Jazz – Hip-hop 1995-BMG
Le jazz n’est pas une musique qui se marie aisément avec tout. Le jazz-rock, malgré quelques réussites, a donné une flopée de disques pompeux, vains, qui perdaient en route le swing du jazz et l’intensité brute du rock pour se fourvoyer dans un étalage de technique assommant. Je ne parle même pas de la varièt’, où Jonasz est au jazz ce qu’André Rieu est au classique.
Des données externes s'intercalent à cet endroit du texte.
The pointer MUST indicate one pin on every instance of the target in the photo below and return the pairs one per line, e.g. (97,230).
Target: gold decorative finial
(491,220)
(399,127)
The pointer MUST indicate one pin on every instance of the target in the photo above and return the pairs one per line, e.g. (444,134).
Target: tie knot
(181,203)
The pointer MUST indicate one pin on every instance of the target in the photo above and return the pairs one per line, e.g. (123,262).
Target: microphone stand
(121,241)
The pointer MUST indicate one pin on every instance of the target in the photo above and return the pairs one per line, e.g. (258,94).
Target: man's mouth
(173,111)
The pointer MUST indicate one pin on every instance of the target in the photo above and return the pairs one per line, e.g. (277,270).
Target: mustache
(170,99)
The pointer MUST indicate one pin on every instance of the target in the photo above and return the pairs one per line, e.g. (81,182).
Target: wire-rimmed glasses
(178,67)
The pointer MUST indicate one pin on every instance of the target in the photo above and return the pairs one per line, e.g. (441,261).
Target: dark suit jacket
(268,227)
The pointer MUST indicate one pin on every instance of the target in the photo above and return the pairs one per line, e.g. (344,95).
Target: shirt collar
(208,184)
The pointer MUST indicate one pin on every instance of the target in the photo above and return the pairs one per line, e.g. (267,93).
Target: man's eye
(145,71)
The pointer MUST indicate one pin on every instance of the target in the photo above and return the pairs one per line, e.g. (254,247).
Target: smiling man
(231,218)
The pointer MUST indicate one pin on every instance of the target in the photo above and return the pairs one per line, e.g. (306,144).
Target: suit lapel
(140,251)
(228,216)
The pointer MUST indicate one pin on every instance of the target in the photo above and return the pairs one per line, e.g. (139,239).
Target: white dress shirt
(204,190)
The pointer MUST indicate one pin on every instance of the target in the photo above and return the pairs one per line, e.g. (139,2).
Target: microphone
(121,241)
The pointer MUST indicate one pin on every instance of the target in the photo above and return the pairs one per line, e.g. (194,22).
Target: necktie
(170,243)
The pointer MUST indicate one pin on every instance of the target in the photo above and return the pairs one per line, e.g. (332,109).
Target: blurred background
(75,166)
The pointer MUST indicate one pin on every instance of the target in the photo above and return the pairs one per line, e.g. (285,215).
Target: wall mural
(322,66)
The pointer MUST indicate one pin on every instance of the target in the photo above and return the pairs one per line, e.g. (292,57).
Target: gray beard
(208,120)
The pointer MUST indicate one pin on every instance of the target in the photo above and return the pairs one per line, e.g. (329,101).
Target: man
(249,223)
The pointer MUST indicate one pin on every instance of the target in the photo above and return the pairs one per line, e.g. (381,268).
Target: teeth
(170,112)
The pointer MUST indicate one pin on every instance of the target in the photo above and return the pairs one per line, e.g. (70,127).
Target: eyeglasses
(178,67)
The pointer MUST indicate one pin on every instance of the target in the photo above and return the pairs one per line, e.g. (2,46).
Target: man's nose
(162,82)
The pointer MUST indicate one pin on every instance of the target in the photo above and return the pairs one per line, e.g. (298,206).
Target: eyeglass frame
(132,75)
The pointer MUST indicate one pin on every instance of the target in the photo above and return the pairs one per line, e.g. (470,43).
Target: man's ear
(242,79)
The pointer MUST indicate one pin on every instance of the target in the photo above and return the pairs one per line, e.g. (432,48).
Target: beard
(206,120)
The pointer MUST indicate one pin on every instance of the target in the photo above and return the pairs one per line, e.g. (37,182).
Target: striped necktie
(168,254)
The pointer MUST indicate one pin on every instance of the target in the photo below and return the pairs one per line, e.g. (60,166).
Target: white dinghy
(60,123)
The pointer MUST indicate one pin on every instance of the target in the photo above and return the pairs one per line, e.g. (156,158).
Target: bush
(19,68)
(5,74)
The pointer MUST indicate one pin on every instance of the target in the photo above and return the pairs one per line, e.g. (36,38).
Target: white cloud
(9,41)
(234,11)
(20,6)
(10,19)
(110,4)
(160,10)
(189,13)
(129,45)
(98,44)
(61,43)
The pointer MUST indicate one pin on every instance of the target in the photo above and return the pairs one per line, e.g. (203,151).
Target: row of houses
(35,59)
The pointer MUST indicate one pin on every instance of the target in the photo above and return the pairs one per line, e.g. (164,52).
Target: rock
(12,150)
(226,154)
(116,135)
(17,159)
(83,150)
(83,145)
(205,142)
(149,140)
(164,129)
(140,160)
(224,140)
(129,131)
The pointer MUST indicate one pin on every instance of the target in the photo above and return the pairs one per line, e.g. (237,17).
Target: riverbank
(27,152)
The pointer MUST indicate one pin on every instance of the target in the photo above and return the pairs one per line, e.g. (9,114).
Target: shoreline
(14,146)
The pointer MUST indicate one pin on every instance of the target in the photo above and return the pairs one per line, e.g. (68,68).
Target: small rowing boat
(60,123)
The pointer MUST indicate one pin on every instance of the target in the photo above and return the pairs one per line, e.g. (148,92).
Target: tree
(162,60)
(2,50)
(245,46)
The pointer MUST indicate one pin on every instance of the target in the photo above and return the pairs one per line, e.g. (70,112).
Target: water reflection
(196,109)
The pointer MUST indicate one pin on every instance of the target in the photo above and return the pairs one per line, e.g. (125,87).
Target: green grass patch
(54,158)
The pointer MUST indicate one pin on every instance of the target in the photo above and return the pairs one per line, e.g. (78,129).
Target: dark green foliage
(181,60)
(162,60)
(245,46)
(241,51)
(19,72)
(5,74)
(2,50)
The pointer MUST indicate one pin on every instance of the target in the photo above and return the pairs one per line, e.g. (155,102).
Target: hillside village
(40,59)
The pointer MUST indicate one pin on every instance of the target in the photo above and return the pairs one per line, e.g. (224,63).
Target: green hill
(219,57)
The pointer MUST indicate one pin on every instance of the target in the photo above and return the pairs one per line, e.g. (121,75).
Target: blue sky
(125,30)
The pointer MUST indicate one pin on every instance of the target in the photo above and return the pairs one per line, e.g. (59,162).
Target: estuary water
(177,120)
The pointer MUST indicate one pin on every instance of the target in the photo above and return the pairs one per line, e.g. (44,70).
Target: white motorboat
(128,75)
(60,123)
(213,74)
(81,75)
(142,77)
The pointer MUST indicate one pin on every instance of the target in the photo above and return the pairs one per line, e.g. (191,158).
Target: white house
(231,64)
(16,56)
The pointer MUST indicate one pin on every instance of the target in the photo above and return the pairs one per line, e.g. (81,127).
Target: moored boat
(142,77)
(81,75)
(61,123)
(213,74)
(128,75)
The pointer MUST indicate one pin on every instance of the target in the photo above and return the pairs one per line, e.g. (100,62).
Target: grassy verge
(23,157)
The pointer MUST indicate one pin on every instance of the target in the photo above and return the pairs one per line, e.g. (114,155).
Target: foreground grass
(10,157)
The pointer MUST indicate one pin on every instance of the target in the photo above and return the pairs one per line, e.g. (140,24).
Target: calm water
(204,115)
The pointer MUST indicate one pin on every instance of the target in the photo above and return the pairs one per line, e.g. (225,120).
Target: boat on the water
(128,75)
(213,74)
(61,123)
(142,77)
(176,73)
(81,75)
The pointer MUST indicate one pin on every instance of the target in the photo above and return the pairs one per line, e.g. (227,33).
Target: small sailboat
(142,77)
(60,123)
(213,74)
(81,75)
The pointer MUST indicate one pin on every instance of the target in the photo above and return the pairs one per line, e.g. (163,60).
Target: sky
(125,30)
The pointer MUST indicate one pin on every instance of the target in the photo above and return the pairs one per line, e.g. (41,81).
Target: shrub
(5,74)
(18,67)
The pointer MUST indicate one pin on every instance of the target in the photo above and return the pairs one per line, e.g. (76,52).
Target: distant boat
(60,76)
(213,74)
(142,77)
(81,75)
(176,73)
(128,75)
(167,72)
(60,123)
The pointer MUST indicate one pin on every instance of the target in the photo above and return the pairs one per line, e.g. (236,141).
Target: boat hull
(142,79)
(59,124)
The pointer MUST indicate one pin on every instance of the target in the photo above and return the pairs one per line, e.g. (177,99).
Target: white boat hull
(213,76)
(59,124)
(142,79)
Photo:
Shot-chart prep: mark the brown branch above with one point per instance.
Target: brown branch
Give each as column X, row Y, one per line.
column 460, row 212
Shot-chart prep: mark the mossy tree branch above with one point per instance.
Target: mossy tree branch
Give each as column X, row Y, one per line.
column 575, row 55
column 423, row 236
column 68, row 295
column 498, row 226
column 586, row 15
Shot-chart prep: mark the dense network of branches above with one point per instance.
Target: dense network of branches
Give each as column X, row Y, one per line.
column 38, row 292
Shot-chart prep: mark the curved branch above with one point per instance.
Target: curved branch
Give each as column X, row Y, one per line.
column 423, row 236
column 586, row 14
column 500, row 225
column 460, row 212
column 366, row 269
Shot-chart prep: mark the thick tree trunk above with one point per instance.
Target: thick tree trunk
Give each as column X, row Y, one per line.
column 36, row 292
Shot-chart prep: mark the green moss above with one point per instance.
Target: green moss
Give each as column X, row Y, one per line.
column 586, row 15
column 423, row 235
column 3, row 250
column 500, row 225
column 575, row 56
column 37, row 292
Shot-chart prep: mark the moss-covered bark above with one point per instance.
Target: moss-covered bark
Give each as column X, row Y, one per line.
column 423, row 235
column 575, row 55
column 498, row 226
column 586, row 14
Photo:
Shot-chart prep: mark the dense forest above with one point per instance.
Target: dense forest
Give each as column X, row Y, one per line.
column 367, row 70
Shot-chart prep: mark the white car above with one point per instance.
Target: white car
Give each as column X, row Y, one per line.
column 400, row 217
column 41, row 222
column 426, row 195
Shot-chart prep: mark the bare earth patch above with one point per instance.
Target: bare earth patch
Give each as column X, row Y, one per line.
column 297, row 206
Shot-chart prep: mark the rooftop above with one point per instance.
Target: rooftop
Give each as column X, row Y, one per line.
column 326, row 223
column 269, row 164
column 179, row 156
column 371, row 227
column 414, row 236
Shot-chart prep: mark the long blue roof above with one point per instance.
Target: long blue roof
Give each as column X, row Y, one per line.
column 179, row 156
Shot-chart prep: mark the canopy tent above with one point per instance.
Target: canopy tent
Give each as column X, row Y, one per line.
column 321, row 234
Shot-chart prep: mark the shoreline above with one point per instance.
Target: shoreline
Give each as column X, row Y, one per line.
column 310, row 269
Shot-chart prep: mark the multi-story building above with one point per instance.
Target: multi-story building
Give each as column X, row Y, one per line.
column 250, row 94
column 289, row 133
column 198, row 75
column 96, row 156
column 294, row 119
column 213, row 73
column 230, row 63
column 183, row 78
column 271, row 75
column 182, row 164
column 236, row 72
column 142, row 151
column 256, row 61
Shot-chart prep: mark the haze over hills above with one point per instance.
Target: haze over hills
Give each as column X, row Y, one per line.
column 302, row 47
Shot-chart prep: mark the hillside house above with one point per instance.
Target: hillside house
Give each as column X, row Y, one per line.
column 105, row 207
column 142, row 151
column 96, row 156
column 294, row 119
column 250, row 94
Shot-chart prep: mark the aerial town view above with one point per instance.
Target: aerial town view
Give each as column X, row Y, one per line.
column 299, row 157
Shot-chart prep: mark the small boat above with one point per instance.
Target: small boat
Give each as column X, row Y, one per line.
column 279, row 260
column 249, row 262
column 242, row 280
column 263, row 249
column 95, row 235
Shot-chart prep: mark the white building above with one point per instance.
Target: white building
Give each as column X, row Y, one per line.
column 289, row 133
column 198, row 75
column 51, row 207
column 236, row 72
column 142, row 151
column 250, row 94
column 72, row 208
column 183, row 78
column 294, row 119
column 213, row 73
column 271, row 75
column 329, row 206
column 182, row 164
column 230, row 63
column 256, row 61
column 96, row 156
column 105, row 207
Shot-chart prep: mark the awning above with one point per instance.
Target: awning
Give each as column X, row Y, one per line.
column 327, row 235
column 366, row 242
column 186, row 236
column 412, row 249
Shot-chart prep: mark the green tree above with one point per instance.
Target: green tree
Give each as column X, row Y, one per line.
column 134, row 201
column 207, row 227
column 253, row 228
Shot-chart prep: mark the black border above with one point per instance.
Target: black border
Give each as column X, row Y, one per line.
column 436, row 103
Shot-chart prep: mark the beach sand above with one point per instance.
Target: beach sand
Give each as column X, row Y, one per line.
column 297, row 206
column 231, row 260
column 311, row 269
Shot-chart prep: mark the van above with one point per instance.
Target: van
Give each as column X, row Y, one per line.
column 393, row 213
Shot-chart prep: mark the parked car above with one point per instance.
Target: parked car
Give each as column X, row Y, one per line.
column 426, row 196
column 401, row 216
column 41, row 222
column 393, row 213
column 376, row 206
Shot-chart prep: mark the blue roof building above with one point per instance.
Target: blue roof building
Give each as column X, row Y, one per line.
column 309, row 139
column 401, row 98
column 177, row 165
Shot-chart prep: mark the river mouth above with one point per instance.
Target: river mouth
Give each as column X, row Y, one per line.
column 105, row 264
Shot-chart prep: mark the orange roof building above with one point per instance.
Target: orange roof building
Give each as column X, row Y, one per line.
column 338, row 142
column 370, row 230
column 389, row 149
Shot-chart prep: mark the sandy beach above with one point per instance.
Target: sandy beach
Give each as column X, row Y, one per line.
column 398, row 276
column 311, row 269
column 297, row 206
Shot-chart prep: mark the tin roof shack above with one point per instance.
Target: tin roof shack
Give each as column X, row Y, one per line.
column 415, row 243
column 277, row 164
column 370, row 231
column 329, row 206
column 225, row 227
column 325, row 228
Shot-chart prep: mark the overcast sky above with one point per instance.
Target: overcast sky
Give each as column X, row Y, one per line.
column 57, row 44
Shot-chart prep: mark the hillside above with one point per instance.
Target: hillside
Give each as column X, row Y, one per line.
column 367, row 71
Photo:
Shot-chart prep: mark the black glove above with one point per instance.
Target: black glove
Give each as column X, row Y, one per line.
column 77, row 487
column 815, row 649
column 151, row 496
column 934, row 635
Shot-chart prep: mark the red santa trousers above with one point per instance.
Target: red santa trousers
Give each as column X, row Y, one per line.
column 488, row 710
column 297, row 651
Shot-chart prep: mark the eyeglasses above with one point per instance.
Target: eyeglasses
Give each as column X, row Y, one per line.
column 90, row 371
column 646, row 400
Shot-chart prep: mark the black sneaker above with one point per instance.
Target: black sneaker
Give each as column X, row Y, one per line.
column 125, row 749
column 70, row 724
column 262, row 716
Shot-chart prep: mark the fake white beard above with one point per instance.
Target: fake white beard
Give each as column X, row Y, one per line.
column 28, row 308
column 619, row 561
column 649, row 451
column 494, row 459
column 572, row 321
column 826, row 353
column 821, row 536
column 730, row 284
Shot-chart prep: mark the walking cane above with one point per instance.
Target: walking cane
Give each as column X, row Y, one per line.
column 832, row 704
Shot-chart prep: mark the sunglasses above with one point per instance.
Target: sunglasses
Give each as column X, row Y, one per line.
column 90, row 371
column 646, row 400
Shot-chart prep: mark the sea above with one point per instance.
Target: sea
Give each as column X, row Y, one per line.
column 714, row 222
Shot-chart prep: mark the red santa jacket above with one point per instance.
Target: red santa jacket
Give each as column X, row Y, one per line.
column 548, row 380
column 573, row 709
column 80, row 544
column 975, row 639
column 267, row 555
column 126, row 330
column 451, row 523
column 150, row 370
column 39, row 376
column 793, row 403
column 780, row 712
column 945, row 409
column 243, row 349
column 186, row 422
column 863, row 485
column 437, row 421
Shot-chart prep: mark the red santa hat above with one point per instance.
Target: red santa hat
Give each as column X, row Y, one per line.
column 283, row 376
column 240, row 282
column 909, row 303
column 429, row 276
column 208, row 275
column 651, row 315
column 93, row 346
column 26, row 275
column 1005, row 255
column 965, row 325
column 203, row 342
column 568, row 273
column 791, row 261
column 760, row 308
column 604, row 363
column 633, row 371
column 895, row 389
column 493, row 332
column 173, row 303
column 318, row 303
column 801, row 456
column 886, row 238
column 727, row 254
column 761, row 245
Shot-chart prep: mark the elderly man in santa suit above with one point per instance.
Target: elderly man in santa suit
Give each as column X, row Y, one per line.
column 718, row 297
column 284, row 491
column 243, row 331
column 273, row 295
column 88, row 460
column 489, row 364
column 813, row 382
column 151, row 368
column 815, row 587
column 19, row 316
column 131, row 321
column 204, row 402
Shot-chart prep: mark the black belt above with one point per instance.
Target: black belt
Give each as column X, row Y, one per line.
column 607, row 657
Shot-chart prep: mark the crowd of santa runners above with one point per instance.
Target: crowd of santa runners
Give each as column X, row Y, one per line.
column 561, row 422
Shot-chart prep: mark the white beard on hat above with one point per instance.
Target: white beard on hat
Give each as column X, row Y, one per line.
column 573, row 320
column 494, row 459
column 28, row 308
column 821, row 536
Les mariages jazz-électro sont fréquents, avec une poignée de bons albums, mais beaucoup où la greffe ne prend pas.
Il existe aussi des mélanges digestes, des productions bien ficelées, sympathiques sans être transcendantes (St Germain, Norah Jones), et certains, plus rares (comme Amon Tobin, particulièrement dans Permutation, ou Magma, dans un autre genre), qui arrivent à intégrer avec intelligence et inspiration des éléments Jazz à leur musique.
De nombreux samples de Jazz sont utilisés dans le hip-hop, mais rares sont les véritables cross-over, où des rappeurs rejoignent une formation jazz. Un terrain qui reste à défricher, à explorer, ce que n’a pas manqué de faire le génial saxophoniste Steve Coleman (un des jazzmen les plus passionnants de l’époque, pour ne pas dire " le " plus passionnant). Loin d’être une simple curiosité, The way of the cipher fonctionne à merveille, comme si rien n’était plus évident et naturel que de mêler Jazz et rap. C’est un enregistrement live (au Hot Brass, à Paris, en 1995), mais avec une prise de son de grande qualité (pas le genre d’album live pirate ou on a l’impression qu’un seul micro a été utilisé, et placé à côté d’un cancéreux en phase terminale qui n’en finit plus de cracher ses poumons…).
Pourquoi cet album est une vraie réussite ? Parce que le jazz tel que le pratique Steve Coleman est le terreau idéal pour accueillir le hip-hop. Des rythmiques imparables, hypnotiques, un sens du groove hallucinant… Le jazz de Steve Coleman n’est ni un jazz figé dans le passé, répétant inlassablement les mêmes standards et incapable de couper le cordon avec les grandes figures du genre, ni un jazz consensuel avide de reconnaissance et prêt à tous les compromis. Steve Coleman est un artiste radical, insoumis engagé et véritablement concerné par la cause des noirs. Par certains côtés, il est assez proche de l’esprit du be-bop (le jazz des années 40-50, avec Parker, Gillespie…), jazz qui ne voulait plus distraire les blancs, mais exprimer une véritable identité " noire ", notamment par des rythmes trop rapides pour faire danser les blancs et des chorus nullement destinés à charmer l’auditeur. Cet esprit, ce côté " revendicatif ", on le retrouve chez Steve Coleman, mais il est aussi indissociable du rap. Pas étonnant que les deux aient pu se rencontrer et s’entendre à la perfection sur The way of the cipher.
D’ailleurs, la réunion du rap et du jazz fonctionne ici tellement bien qu’on se demande pourquoi l’expérience n’a pas tenté plus d’artistes. Peut-être tout simplement parce que Steve Coleman a placé la barre trop haut…
The way of the cipher
1 Freestyle (14:22)
2 Fast Lane (7:42)
3 Slow Lane (8:02)
4 S-Ludes (1:30)
5 Black Genghis (7:57)
6 Chaos (Tech Jump) (1:49
7 Hyped (3:16)
8 Laxed & Warped (7:47)
9 Night Breed (15:04)
Why give away music ?
Steve Coleman est non seulement un musicien incroyablement supérieur à Zazie (comparaison aussi absurde que de comparer Beethoven à Annie Cordy…), il est aussi bien plus généreux, ouvert et pertinent sur la question du téléchargement. Il faut lire ce qu’il a écrit sur le partage de musique, plein d’humanité et de bon sens, avec un zeste de spiritualité (il est un passionné d’Egypte ancienne, d’ésotérisme, et utilise, comme Bach en son temps, les nombres et leurs significations pour construire ses œuvres). L’article traduit (avec un lien vers l’article original) se trouve à l’adresse suivante :
http://ccomb.free.fr/mp3_philosophy_fr.html
Parce que ces paroles ne sont pas que… de belles paroles, un lien sous le titre permet d’accéder et de télécharger de très nombreux mp3, dont 3 de The way of the cipher, et ses premiers albums en intégralité.